4. Online activity never examined. His internet usage -- which included Al-Qaeda manuals, violent and misogynistic material, and poison-making guides -- was never reviewed by any agency. Fulford said the material "fed his already unhealthy fascination with violence."
5. Parental failures. His parents "created significant obstructions," imposed no restrictions on their son, permitted weapons to be delivered to the home, and withheld vital information from authorities. Fulford stated: "If AR's parents had done what they morally ought to have done, AR would not have been at liberty to conduct the attack."
Government Response
Home Secretary Shabana Mahmood accepted all 67 recommendations in an oral statement to the House of Commons on April 13. Announced measures include a review of Prevent counter-terrorism thresholds, a new Prevention Assessment Framework, the appointment of Tim Jacques as the first Prevent Commissioner, enforcement under the Online Safety Act, tightened weapons purchase controls, and new legislation to criminalize planning of non-ideological mass violence.
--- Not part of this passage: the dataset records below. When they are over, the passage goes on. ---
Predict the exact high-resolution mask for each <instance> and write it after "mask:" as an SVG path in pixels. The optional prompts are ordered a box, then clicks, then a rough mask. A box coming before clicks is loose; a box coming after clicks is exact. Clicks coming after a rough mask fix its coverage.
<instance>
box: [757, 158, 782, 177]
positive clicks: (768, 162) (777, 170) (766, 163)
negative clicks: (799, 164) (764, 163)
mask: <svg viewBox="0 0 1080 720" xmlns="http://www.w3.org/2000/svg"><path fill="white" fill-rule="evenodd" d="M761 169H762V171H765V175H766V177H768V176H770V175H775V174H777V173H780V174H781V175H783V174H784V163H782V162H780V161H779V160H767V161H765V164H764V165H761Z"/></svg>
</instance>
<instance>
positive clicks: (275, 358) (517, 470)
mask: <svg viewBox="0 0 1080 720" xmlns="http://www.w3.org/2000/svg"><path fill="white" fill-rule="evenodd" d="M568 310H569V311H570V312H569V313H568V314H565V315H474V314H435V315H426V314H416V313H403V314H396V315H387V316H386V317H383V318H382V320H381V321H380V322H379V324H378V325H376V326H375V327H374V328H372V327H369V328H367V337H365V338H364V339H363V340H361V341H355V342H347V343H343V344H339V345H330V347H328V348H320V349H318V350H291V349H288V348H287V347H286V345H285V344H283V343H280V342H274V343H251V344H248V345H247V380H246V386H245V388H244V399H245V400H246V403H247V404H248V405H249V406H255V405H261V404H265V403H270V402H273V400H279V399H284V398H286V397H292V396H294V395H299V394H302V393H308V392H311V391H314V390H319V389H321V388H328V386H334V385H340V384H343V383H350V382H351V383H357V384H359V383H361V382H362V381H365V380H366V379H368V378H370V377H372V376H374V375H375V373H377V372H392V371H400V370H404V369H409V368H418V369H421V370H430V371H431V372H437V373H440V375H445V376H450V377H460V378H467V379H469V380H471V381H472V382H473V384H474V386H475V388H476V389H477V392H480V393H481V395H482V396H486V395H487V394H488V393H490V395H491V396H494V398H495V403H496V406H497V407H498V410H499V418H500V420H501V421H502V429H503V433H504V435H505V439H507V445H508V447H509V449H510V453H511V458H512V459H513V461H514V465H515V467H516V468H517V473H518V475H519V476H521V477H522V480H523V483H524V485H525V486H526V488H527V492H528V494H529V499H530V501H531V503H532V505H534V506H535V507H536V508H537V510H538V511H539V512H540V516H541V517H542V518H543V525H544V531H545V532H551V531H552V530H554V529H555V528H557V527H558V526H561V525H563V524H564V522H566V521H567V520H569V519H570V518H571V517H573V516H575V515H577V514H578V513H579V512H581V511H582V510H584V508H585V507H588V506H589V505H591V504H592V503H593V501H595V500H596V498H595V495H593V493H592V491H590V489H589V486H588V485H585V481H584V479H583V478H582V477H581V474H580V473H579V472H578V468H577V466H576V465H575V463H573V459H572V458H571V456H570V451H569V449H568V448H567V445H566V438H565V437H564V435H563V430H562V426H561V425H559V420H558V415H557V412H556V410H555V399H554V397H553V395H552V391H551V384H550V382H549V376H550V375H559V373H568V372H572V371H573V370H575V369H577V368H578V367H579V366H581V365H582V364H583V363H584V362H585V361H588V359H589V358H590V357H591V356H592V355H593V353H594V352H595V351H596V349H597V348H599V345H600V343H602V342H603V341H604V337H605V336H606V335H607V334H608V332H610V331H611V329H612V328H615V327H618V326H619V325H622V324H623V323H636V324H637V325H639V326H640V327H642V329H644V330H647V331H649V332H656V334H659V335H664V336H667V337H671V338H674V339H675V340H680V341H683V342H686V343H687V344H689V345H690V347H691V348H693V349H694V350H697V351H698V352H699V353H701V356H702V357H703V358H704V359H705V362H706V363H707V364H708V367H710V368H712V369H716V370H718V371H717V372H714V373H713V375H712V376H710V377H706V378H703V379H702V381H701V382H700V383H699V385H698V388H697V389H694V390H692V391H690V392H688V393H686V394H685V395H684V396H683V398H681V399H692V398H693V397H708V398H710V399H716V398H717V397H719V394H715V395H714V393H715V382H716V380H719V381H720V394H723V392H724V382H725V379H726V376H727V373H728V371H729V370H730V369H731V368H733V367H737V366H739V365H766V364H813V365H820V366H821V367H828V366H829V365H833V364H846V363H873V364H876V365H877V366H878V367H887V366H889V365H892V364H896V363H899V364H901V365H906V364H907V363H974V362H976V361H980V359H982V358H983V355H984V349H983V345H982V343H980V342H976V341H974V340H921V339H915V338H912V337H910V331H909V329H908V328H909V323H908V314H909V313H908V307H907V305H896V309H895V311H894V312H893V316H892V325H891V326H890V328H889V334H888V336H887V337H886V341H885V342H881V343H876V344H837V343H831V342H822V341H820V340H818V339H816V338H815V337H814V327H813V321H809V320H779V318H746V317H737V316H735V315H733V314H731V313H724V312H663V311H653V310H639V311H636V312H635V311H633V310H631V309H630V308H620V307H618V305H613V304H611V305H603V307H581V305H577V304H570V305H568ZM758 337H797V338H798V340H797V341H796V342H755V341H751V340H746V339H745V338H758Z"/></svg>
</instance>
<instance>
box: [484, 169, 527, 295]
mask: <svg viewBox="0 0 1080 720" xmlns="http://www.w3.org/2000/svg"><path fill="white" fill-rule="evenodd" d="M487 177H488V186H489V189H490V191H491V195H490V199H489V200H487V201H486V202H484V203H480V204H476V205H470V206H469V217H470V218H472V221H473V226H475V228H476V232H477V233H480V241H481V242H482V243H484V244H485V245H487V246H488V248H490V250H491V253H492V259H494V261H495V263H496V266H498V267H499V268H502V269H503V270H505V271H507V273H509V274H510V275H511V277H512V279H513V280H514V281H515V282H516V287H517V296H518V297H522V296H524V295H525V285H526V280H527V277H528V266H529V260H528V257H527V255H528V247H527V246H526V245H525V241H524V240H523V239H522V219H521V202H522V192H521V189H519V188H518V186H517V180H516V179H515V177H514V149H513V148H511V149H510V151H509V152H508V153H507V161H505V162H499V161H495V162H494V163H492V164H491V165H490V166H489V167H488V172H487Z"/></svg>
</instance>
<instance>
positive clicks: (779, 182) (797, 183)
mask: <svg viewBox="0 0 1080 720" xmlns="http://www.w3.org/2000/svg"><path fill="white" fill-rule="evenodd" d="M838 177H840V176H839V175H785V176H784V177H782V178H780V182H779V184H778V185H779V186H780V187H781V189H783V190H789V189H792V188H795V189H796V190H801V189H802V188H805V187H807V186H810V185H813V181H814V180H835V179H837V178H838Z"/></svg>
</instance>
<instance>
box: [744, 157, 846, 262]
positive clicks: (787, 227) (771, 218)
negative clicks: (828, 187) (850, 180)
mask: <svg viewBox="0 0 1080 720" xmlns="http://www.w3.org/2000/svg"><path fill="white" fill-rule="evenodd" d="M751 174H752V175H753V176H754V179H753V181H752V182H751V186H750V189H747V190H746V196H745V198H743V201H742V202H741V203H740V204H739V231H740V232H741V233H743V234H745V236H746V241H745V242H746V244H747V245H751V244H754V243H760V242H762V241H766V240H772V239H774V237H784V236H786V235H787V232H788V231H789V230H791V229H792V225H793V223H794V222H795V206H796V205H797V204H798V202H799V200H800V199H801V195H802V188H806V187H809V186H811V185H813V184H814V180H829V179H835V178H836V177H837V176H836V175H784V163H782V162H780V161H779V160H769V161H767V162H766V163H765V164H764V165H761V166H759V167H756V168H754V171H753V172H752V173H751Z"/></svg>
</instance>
The last measure addresses a gap the case exposed: Rudakubana did not fit existing terrorism statutes because he lacked a fixed ideological motivation, despite downloading terrorist manuals and purchasing weapons.
A Phase 2 of the inquiry will examine broader questions including the state's capacity to monitor high-risk individuals' online activity.
The Attack
On July 29, 2024, Rudakubana entered a holiday dance class for children aged six to eleven at a community center in Southport, Merseyside. He stabbed multiple people with a kitchen knife, killing three girls -- Bebe King, age 6, Elsie Dot Stancombe, age 7, and Alice Dasilva Aguiar, age 9 -- and wounding ten others, including eight children and two adults who tried to shield them.
The attack triggered riots across England fueled by false rumors about the attacker's identity and background, leading to arson attacks on mosques and asylum seeker housing.
Fulford's conclusion was unequivocal: "It could have been and it should have been prevented."